Though Britain’s recent spending splurge offers a raft of emergency measures that address the issue, including a temporary ban on evictions and an additional £105 million ($132 million) in funding to keep those who have been housed during the pandemic off the streets, it’s unclear how long that kind of funding will last, or who will have access to it. One concern facing local authorities and charities right now is whether this money will be accessible to those who are ineligible for state benefits—a group that includes possibly thousands of undocumented migrants, European nationals who are not permanent residents, and people with pending immigration cases. While the government’s push to house people at the start of lockdown initially disregarded whether those being housed were eligible for public funds, charities such as Crisis and Glass Door have expressed concern that restrictions could apply to future funding.

Andrew Fraser, who chronicled his four years spent rough sleeping in a book called Invisible, told me that while the government’s efforts have been life-changing for many people, they mean little if the threat of being put back on the streets remains. “The cruelest thing you can do to a homeless person is take them off the streets and tell them they’re safe and then return them to it,” he said. “That will push a lot of people over the edge.”

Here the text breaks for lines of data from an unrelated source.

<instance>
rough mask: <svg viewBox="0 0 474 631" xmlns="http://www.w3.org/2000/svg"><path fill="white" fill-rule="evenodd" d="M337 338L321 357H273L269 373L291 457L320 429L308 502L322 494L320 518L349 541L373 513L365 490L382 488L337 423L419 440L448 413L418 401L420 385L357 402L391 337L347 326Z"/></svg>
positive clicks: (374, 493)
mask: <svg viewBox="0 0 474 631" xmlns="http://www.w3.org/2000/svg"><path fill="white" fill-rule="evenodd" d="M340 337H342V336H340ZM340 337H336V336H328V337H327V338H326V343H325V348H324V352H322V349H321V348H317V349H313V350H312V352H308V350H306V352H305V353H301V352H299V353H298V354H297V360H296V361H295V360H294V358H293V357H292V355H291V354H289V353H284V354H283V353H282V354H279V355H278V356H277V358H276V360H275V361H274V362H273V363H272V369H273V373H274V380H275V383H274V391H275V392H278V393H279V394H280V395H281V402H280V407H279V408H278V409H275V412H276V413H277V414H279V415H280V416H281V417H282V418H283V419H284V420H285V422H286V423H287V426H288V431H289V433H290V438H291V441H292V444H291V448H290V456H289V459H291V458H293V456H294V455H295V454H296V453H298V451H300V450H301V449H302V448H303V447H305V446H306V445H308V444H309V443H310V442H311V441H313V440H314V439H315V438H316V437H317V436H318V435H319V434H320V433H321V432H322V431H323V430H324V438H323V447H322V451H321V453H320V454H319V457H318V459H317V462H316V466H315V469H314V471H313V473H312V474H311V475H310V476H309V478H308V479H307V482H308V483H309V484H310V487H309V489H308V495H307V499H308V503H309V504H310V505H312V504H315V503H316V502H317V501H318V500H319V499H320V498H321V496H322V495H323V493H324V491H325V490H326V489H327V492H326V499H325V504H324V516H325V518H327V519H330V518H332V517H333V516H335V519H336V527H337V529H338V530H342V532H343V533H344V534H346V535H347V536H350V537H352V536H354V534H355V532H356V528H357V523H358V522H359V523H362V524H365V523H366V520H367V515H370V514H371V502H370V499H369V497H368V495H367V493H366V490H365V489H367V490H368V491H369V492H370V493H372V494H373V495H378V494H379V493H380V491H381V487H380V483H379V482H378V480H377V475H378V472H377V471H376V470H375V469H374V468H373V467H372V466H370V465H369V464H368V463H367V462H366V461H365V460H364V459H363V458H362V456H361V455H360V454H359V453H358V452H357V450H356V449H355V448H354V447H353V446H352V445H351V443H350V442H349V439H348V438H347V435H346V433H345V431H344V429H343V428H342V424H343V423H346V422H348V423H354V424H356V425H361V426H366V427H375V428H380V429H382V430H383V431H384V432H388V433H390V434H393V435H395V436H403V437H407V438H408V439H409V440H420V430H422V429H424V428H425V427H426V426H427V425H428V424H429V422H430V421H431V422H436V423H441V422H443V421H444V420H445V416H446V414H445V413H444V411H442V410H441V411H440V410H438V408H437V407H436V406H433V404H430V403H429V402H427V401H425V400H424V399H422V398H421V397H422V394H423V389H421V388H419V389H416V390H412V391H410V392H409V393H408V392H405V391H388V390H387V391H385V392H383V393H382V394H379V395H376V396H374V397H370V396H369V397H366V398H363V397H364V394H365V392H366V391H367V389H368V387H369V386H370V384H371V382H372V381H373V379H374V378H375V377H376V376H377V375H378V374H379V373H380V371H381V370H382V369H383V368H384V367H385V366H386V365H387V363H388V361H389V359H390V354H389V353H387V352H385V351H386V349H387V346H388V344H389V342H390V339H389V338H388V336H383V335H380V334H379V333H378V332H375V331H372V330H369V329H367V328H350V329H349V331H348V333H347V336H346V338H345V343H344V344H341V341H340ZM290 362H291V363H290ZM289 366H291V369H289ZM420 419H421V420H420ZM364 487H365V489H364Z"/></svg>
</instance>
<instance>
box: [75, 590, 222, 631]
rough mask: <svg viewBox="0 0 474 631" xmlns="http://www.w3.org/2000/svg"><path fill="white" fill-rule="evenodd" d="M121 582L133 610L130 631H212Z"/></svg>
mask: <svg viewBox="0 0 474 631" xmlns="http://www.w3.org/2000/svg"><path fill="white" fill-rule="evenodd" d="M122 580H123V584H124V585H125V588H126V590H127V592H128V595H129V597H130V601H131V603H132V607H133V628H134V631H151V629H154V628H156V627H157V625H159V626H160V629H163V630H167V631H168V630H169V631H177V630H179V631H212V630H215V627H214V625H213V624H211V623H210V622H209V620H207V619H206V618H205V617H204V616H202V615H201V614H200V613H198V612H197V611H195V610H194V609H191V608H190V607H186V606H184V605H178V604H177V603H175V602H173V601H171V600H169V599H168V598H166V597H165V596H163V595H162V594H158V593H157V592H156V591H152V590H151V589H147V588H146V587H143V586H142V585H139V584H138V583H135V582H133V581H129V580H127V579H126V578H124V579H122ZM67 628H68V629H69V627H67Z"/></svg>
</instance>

When I asked Casey about whether future support would extend to those ineligible for public funds, she said there were no plans to restrict anyone from keeping their temporary accommodation during the pandemic, irrespective of immigration status. “We don’t think we should be messing around with people’s lives just because our own system of immigration or benefits doesn’t accommodate that,” she said, adding that no one wants to see a return to the status quo. “Everybody I talk to does not want to go back to mass rough sleeping in the U.K. … The responsibility for that lies not just with government, but with all the charities and local governments, to make sure we don’t go back. And we don’t have to. We’ve got enough money not to.”

For now. But the homeless epidemic existed long before the viral one came around, and it will take more than a onetime influx of cash to solve it in the long term. Local authorities have warned that as many as half a million households could be at risk of homelessness once the full economic impact of the coronavirus is realized. When that challenge comes to pass, no one will be able to claim that it is an intractable problem that will take years to solve. The solution is already here.